Apparently as a result of misbehavior in a past life - I was part owner of a record store in the late 70's/early 80's.During that time period the record companies had gone from a defective return policy that allowed us to return defectives for identical replacements plus typically a 10% of sales return for credit. This allowed us to restock with better selling albums to replace stuff that wasn't selling.The record companies decided to just allow 10% returns period - to include whatever you had in defectives.The initial defective rate shot up dramatically - Record companies didn't care how many crap pressings they made - they stuck the retailers with most of 'em.One result of this is that probably half my records were returned as defective - since we had to eat 'em - I and my partners kept 'em.Got out of the records business.
So -for probably the first time in 15 years I'm in a friends store buying records - he offers me a bunch of records for free - initial defectives - now the record co.'s and importers have a zero return policy. Invoices come stamped "All sales final -no returns" . Man - now there's a real incentive for a manufacturer to become quality obsessed or just maybe - not give a damm?
2 points:
1.) Get real real picky and ya'll can convince any retailer to get the h%ll out of the record business.
2.) Based on 45 years of listening to records - they have surface flaws(ticks and pops) and warps.Equipment that deals with this reality is worthwhile - one of the reasons I use a Oracle turntable.
Oh yeah - I really ,really hate record companies.
Same problem here with new records.

The best (quietest and flattest) new records that I've purchased tend to be from better labels: e.g. the CCR Absolute Originals set, Dark Side of the Moon, Hotel California, Bob Dylan pressings from Sundazed and Germany, etc.

The worst of them seem to be pop and modern albums: all of my Radiohead stuff, U2, and UK pop.
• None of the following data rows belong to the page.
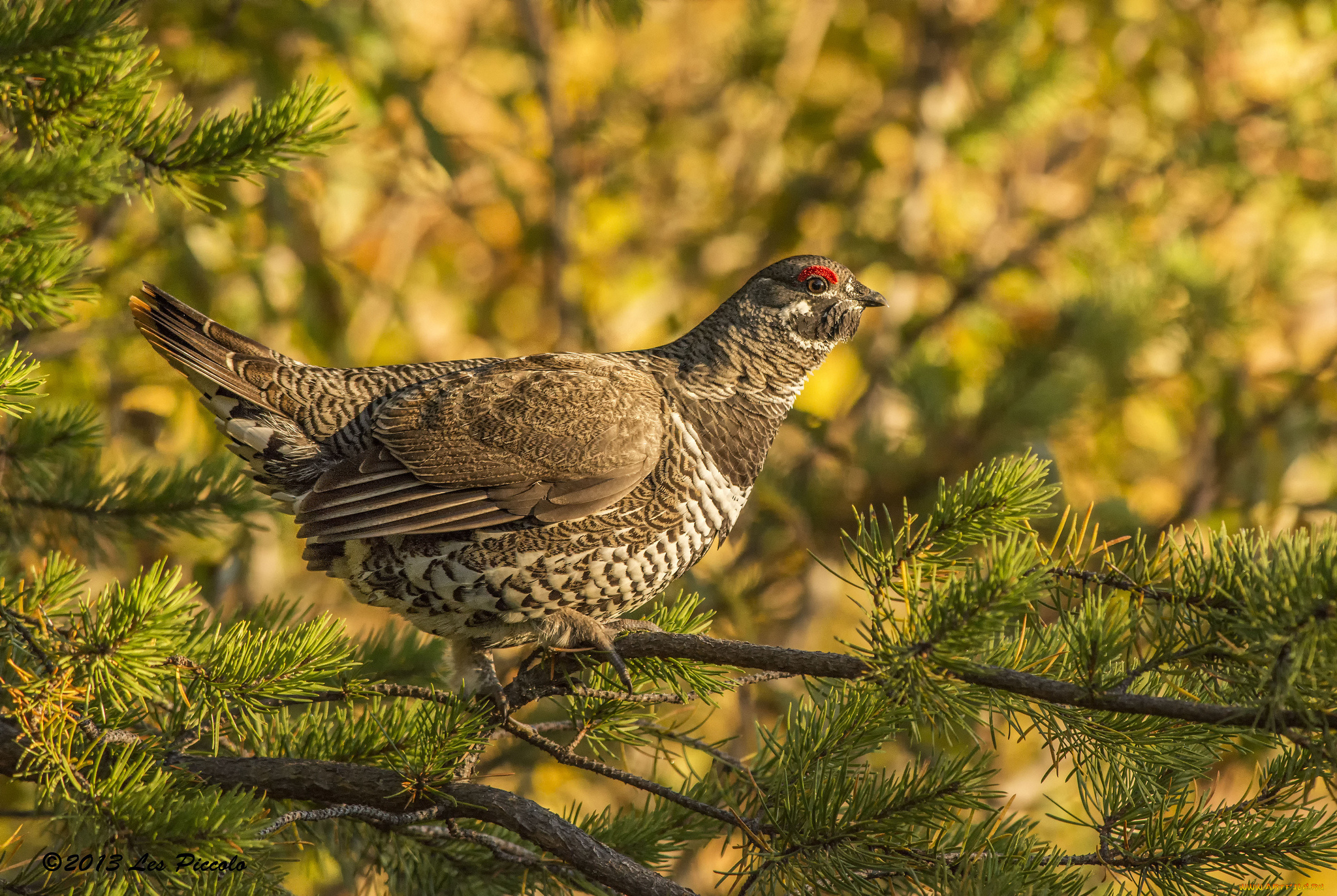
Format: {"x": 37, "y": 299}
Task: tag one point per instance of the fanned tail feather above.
{"x": 237, "y": 377}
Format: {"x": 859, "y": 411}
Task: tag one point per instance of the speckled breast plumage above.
{"x": 496, "y": 585}
{"x": 502, "y": 501}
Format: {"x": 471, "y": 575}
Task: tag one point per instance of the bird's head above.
{"x": 805, "y": 300}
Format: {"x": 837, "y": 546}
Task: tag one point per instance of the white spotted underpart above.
{"x": 507, "y": 602}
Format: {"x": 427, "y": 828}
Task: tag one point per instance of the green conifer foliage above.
{"x": 1139, "y": 665}
{"x": 79, "y": 125}
{"x": 154, "y": 725}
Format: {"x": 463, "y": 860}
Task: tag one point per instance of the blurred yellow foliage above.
{"x": 1105, "y": 230}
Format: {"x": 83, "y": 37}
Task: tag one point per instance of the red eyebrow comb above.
{"x": 825, "y": 273}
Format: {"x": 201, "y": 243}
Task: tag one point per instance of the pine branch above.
{"x": 336, "y": 784}
{"x": 569, "y": 757}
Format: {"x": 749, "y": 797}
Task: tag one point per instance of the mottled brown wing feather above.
{"x": 550, "y": 437}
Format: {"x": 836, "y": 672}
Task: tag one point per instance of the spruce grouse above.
{"x": 499, "y": 502}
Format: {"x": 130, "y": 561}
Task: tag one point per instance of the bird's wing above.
{"x": 550, "y": 438}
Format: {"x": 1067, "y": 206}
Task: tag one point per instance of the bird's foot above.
{"x": 575, "y": 630}
{"x": 480, "y": 675}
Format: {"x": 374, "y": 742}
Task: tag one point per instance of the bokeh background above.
{"x": 1107, "y": 232}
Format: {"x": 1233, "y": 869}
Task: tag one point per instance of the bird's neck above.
{"x": 757, "y": 372}
{"x": 732, "y": 390}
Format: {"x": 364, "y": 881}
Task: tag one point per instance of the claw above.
{"x": 579, "y": 630}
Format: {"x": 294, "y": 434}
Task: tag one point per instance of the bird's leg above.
{"x": 474, "y": 665}
{"x": 574, "y": 630}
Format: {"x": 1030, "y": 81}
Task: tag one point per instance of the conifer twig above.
{"x": 367, "y": 813}
{"x": 567, "y": 757}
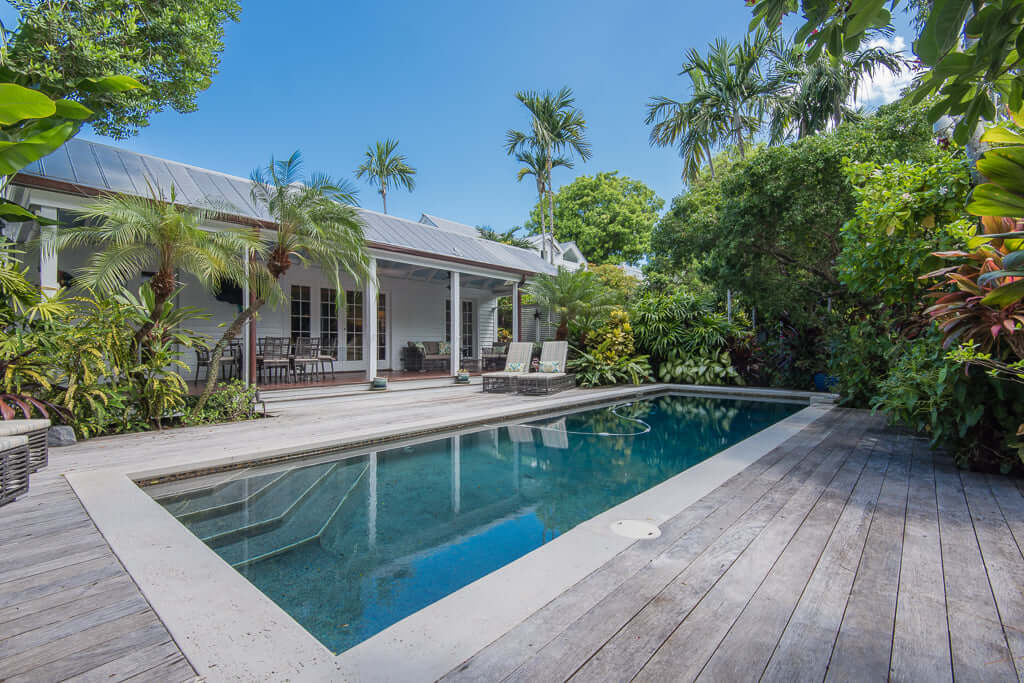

I had to exchange three copies of Abbey Road until it was acceptably warped! Yes, my current one is still slightly warped (and scratched too!).

I will be experimenting with and outer ring soon.
Diwask, you say, "I should add that the 180g and higher LPs typically have no issues, but at the current prices and labels they are coming from I would expect as much."

My experience has been, sadly, not the same. Almost all of my new records are 180g, and most of them are at least slightly warped.
Use an old TT to spin your record on, heat up your steam iron, add watter. Hold the iron horizontally over the record about 1.5-2 inches and let the steam hit the record. You might as well clean it while your at it, so get out a clean brush and use it to pick up all the junk that comes from deep within the grooves. About 25 turns should do the trick. The steam is a smaller molecule so it gets all the way in there. The heat is a by product of the steam and the combination will make your records cool completely flat and you can repeat the process without damage to the record. Use a good record pad or microfiber towelette to get the remaining condensation off. Set the record on a cool surface and watch it flatten out, it's just vinyl. This process only takes a few minutes and works on all records, I've been doing it for years. I've even put a record directly in the sun to watch it turn in to a taco looking thing. I applied the steam and guess what, it's flat again and sounds great. Better steam sources will yield a better result.

Have an open mind and give it a try. You don't need any special water, tap water is fine, just boil it first before you put it in the iron. No other cleaning method can even come close to what you can accomplish with steam. And your warps will be gone. I'm just amazed that nobody has come out with a steam machine for records.